Talk:Quarry

About this board

Previous discussion was archived at Talk:Quarry/Archive 1 on 2015-04-17. Discussion area for discussion about Quarry itself and help about individual queries.

Start a new topic

OperationalError('table resultsets already exists')

2 comments • 11:51, 16 September 2024 7 days ago

2

Enhancing999 (talkcontribs)

Any idea why that happens? I get it after long running queries. Sample: quarry:query/86096. If I happen to have the window open, I sometimes see the actual results before, meaning the query was successful. Usually I forget to export it before it disappears.

Reply 09:02, 10 September 2024 13 days ago

Framawiki (talkcontribs)

Hello! it seams to be an internal bug in Quarry. Could you open a bugreport on Phabricator for it?
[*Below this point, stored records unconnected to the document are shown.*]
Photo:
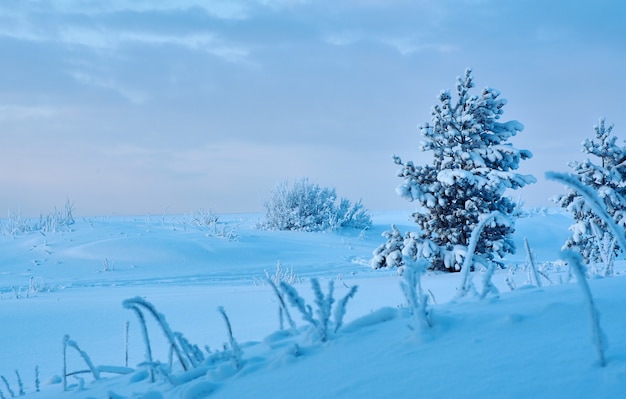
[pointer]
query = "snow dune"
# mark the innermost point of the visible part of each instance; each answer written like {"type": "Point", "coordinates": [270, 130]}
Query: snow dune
{"type": "Point", "coordinates": [526, 342]}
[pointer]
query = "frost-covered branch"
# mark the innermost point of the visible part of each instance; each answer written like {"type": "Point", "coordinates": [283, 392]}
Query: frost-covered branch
{"type": "Point", "coordinates": [594, 202]}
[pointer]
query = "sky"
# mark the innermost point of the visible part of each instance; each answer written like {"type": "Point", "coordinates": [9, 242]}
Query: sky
{"type": "Point", "coordinates": [143, 107]}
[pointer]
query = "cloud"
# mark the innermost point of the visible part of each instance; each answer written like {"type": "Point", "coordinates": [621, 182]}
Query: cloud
{"type": "Point", "coordinates": [19, 112]}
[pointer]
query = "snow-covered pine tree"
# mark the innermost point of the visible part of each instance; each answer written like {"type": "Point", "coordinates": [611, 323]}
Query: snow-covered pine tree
{"type": "Point", "coordinates": [590, 234]}
{"type": "Point", "coordinates": [473, 166]}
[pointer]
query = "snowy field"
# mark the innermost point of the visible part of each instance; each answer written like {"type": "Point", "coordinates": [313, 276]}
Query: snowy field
{"type": "Point", "coordinates": [527, 341]}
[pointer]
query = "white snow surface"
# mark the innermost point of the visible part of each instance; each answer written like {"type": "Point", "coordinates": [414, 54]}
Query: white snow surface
{"type": "Point", "coordinates": [523, 342]}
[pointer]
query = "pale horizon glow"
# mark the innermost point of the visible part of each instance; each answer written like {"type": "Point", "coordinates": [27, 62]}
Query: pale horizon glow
{"type": "Point", "coordinates": [136, 108]}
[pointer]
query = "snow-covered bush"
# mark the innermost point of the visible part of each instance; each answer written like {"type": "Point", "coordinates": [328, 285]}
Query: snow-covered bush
{"type": "Point", "coordinates": [324, 303]}
{"type": "Point", "coordinates": [473, 166]}
{"type": "Point", "coordinates": [309, 207]}
{"type": "Point", "coordinates": [590, 234]}
{"type": "Point", "coordinates": [55, 221]}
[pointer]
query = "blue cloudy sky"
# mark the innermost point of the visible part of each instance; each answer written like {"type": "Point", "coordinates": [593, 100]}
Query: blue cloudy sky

Thanks!

Reply 11:51, 16 September 2024 7 days ago

Reply to "OperationalError('table resultsets already exists')"

What's more efficient: AND NOT, not in, <>

2 comments • 15:30, 6 September 2024 17 days ago

2

Enhancing999 (talkcontribs)

Which is more efficient?

AND NOT ( lt_title = "ABC" ) AND NOT ( lt_title = "XYZ")
AND NOT in ( "ABC", "XYZ")
AND lt_title <> "ABC" AND lt_title <> "XYZ"

Agree that none is ideal.

Reply 14:34, 6 September 2024 17 days ago

Matěj Suchánek (talkcontribs)

As the first thing, the query engine builds a query plan, then executes the query according to the plan. You can check if the query plan is always the same (e.g., using Toolforge SQL Optimizer). If it is, there is no difference.

I prefer NOT IN.

Reply 15:30, 6 September 2024 17 days ago

Reply to "What's more efficient: AND NOT, not in, <>"

Using 2 databases

7 comments • 06:08, 5 September 2024 18 days ago

7

Enhancing999 (talkcontribs)

How to specify tables from two different databases (wikidatawiki_p and commonswiki_p)?
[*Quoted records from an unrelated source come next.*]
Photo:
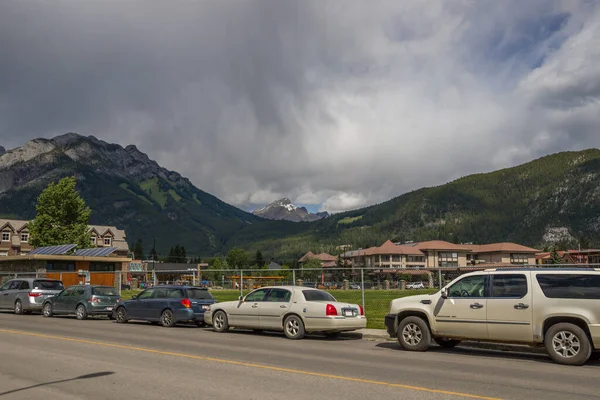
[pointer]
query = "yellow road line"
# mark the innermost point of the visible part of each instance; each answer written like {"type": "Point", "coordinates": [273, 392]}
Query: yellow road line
{"type": "Point", "coordinates": [252, 365]}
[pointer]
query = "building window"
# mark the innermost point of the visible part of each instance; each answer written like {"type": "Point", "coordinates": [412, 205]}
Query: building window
{"type": "Point", "coordinates": [519, 259]}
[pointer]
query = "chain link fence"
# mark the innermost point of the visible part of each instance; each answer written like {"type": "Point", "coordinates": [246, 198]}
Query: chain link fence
{"type": "Point", "coordinates": [372, 288]}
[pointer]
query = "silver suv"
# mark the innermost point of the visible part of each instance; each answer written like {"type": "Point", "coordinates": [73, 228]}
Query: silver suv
{"type": "Point", "coordinates": [554, 307]}
{"type": "Point", "coordinates": [28, 294]}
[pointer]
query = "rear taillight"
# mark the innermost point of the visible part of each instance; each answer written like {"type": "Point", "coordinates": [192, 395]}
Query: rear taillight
{"type": "Point", "coordinates": [186, 303]}
{"type": "Point", "coordinates": [330, 310]}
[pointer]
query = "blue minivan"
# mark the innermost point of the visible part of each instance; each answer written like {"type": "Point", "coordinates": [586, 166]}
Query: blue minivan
{"type": "Point", "coordinates": [166, 305]}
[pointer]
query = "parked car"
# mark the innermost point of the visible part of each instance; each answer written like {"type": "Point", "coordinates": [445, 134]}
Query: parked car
{"type": "Point", "coordinates": [415, 285]}
{"type": "Point", "coordinates": [167, 305]}
{"type": "Point", "coordinates": [295, 310]}
{"type": "Point", "coordinates": [26, 295]}
{"type": "Point", "coordinates": [552, 307]}
{"type": "Point", "coordinates": [83, 301]}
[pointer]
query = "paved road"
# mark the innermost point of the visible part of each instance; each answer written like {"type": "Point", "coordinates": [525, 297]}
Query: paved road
{"type": "Point", "coordinates": [62, 358]}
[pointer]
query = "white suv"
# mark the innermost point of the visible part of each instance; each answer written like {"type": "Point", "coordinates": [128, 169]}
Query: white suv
{"type": "Point", "coordinates": [554, 307]}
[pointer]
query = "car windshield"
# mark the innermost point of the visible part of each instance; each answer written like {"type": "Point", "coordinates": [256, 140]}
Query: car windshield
{"type": "Point", "coordinates": [317, 295]}
{"type": "Point", "coordinates": [199, 294]}
{"type": "Point", "coordinates": [48, 285]}
{"type": "Point", "coordinates": [105, 291]}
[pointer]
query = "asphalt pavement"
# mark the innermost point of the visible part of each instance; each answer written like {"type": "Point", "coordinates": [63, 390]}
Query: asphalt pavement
{"type": "Point", "coordinates": [62, 358]}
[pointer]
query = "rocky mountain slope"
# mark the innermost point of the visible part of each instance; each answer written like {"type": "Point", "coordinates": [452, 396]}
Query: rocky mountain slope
{"type": "Point", "coordinates": [124, 188]}
{"type": "Point", "coordinates": [283, 209]}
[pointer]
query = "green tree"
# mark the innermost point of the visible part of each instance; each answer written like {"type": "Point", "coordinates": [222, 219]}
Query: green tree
{"type": "Point", "coordinates": [138, 249]}
{"type": "Point", "coordinates": [259, 261]}
{"type": "Point", "coordinates": [62, 216]}
{"type": "Point", "coordinates": [238, 258]}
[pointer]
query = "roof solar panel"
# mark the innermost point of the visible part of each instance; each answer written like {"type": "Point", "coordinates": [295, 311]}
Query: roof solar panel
{"type": "Point", "coordinates": [53, 250]}
{"type": "Point", "coordinates": [96, 252]}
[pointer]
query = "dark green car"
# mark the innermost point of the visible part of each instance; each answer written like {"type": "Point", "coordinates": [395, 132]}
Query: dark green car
{"type": "Point", "coordinates": [82, 301]}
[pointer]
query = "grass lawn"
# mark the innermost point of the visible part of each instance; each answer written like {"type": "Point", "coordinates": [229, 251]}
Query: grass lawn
{"type": "Point", "coordinates": [376, 301]}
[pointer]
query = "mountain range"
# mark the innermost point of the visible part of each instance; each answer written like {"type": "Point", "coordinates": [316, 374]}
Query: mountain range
{"type": "Point", "coordinates": [553, 199]}
{"type": "Point", "coordinates": [283, 209]}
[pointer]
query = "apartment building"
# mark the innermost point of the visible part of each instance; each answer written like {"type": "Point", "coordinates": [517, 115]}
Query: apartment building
{"type": "Point", "coordinates": [15, 238]}
{"type": "Point", "coordinates": [440, 254]}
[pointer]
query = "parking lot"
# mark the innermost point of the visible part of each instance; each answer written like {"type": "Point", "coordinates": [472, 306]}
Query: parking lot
{"type": "Point", "coordinates": [62, 358]}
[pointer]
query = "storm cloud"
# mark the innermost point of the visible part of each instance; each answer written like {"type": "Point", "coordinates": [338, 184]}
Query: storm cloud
{"type": "Point", "coordinates": [338, 104]}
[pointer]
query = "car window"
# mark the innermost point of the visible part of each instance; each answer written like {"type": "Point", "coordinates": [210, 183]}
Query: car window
{"type": "Point", "coordinates": [146, 294]}
{"type": "Point", "coordinates": [48, 285]}
{"type": "Point", "coordinates": [470, 286]}
{"type": "Point", "coordinates": [105, 291]}
{"type": "Point", "coordinates": [257, 295]}
{"type": "Point", "coordinates": [174, 293]}
{"type": "Point", "coordinates": [317, 295]}
{"type": "Point", "coordinates": [279, 295]}
{"type": "Point", "coordinates": [14, 285]}
{"type": "Point", "coordinates": [78, 291]}
{"type": "Point", "coordinates": [509, 285]}
{"type": "Point", "coordinates": [570, 286]}
{"type": "Point", "coordinates": [199, 294]}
Reply Edited 12:21, 2 September 2024 21 days ago

Enhancing999 (talkcontribs)

I tried

SELECT * FROM `commonswiki_p`.`pages` LIMIT 1
USE DATABASE commonswiki_p
USE commonswiki_p;

to override what's specified in the GUI.

Reply 12:33, 2 September 2024 21 days ago

Matěj Suchánek (talkcontribs)

It's not possible since around 2021. See Topic:W6tzj276xib56phf.

Reply 13:26, 2 September 2024 21 days ago

TheDJ (talkcontribs)

They are completely separate DB servers, you cannot make queries across multiple servers in the same query.

Reply 20:13, 3 September 2024 20 days ago

Enhancing999 (talkcontribs)

Apparently it was possible (see sample in the topic referenced by Matej) but then un-featured.

I found an easier solution, as the gap between Wikidata and Commons is only partial: one table at Commons is updated ( wbc_entity_usage), but not the other (page_props): quarry:query/86040

Reply 04:06, 4 September 2024 19 days ago

TheDJ (talkcontribs)

"Apparently it was possible " Yes, until the infrastructure ran into scaling problems.

Reply 09:58, 4 September 2024 19 days ago

Enhancing999 (talkcontribs)

Are there any measure in place to keep the databases in sync? The gap mentioned above is minor in percentages (maybe 0.1%), but in absolute numbers 4600 is a lot.

Reply 06:08, 5 September 2024 18 days ago

Reply to "Using 2 databases"

combining SQL and SPARQL query

2 comments • 12:22, 2 September 2024 21 days ago

2

Jarekt (talkcontribs)

Is there a way to find Commons files that

use P625 SDC property
do not transclude c:Module:Coordinates.

Reply 16:59, 19 August 2024 1 month ago

Enhancing999 (talkcontribs)

Seems we might need the "Pages with maps" category again.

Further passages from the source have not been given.